Пея — учительница пения и танцев. Кроме того, она водит детей на прогулки в лес и поле даже в выходные дни, когда школа закрыта. Пея не переставая поет в своем полуподвале, словно назло изучающим Тору, которые молчаливо сидят над святыми книгами в бейт-мидраше напротив ее окон. В то время как Пея не работает, а поет под окнами бейт-мидраша, ее отец ходит по классным комнатам народной школы и ремонтирует поломанные шкафы и полки. Обитатели окрестных улиц, которых Генех Бегнис уговорил послать детей в народную школу, отлично понимают, что разгром в классных комнатах учинили их шалопаи. И они обсуждают со столяром, как его дочь и другие учителя должны вести себя с этими шалопаями:
— Им надо руки пооткручивать, ноги переломать. Тогда они поймут, что надо беречь мебель.
— Мы не бьем детей.
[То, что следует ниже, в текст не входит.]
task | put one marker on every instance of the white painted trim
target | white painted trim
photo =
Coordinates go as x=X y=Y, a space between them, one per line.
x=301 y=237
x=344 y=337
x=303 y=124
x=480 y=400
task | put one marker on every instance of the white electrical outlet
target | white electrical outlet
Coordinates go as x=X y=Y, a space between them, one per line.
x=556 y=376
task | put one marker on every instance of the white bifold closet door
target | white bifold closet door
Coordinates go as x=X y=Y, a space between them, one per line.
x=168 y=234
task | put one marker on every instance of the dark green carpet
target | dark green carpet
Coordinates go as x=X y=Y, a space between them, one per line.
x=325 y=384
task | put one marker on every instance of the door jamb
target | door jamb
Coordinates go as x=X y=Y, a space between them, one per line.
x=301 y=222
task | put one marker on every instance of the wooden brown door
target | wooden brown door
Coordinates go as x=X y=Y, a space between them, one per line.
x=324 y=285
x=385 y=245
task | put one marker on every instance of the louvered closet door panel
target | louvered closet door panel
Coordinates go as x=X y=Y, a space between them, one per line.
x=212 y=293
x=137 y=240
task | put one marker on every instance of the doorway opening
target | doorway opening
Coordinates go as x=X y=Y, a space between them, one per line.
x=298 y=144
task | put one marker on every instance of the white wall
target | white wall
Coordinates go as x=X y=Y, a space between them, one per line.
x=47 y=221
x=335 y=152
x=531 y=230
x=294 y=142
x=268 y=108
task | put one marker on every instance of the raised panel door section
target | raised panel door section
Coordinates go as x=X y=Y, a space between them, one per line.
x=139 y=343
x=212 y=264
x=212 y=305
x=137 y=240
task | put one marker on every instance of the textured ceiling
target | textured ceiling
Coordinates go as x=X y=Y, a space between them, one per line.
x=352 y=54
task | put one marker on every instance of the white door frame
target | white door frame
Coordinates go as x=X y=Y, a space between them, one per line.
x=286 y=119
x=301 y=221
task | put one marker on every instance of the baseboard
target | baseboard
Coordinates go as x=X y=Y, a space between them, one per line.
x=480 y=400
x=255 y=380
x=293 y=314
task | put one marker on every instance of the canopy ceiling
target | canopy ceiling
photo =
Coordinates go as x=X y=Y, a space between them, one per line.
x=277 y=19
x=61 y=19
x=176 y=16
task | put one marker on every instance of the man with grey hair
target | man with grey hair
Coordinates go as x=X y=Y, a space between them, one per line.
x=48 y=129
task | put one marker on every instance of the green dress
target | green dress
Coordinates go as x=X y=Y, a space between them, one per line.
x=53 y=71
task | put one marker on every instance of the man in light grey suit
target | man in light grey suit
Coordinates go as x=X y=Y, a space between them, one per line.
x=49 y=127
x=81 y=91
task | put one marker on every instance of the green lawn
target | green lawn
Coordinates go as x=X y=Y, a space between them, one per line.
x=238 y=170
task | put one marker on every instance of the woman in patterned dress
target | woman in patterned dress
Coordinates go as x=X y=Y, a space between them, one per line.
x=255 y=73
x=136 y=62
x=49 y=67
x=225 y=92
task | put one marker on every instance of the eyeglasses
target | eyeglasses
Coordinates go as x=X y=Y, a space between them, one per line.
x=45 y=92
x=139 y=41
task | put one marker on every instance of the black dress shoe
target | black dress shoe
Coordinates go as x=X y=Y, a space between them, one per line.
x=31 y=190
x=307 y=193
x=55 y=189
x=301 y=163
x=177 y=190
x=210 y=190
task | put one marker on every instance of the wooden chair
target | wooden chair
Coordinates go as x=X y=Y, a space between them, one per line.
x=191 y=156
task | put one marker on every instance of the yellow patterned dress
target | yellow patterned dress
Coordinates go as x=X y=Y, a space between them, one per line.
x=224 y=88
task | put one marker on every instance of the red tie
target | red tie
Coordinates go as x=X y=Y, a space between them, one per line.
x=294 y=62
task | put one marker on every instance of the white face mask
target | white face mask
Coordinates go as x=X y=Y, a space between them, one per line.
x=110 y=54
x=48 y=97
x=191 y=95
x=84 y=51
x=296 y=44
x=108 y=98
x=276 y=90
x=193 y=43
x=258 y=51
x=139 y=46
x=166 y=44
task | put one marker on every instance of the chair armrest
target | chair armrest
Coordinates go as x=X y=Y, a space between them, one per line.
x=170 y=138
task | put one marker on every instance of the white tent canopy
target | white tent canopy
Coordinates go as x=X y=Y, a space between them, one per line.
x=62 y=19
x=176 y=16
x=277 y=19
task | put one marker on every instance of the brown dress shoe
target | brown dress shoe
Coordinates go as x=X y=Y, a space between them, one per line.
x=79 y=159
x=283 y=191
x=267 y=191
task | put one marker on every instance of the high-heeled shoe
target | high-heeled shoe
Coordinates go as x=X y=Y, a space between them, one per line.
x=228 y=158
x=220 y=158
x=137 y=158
Наша школа — не хедер, а товарищ Пея — не меламед с плетью, — отвечает Генех Бегнис.
Обитатели переулков и двора Песелеса не будут переживать, если их детей не отлупят за поломанную мебель. Тем не менее, это их удивляет. Еще больше их удивляет то, что столяр Бегнис называет свою дочку «товарищ Пея», а она, говоря об отце, называет его «товарищ Генех».
Однажды весной учительница созвала своих учениц из переулков и танцевала с ними в хороводе во дворе Песелеса — приседала, подпрыгивала, махала руками и пела:
— Вот так, вот так сеют рожь. Вот так, вот так жнут рожь.
Родители окружили столяра, стоявшего рядом и сиявшего от счастья.
— Вот этому вы учите наших детей — плясать и петь песенки?
— Да, вот этому мы учим ваших детей — плясать и петь песенки, помимо остальных предметов, которые человек должен знать в жизни. Конечно, Пятикнижия с комментариями Раши мы не изучаем с девочками, да и с мальчиками тоже. Вместо Пятикнижия с комментариями Раши мы водим детей на прогулки, чтобы они увидали, как растут цветы.
И столяр Бегнис рассказал соседям, что летом ослабевших детей из школы товарища Пеи отправят в лагерь отдыха на том берегу Вилии, в Вереке, чтобы их легкие дышали свежим воздухом, а их побледневшие щечки налились румянцем. Народная школа — это не хедер. Помимо духа, она заботится и о здоровье детей. Он и товарищ Пея не допустят, чтобы школьники и школьницы лазили летом по высохшим сточным канавам или забирались на Синагогальном дворе в бочки с пожелтевшими обрывками старых, истрепанных святых книг.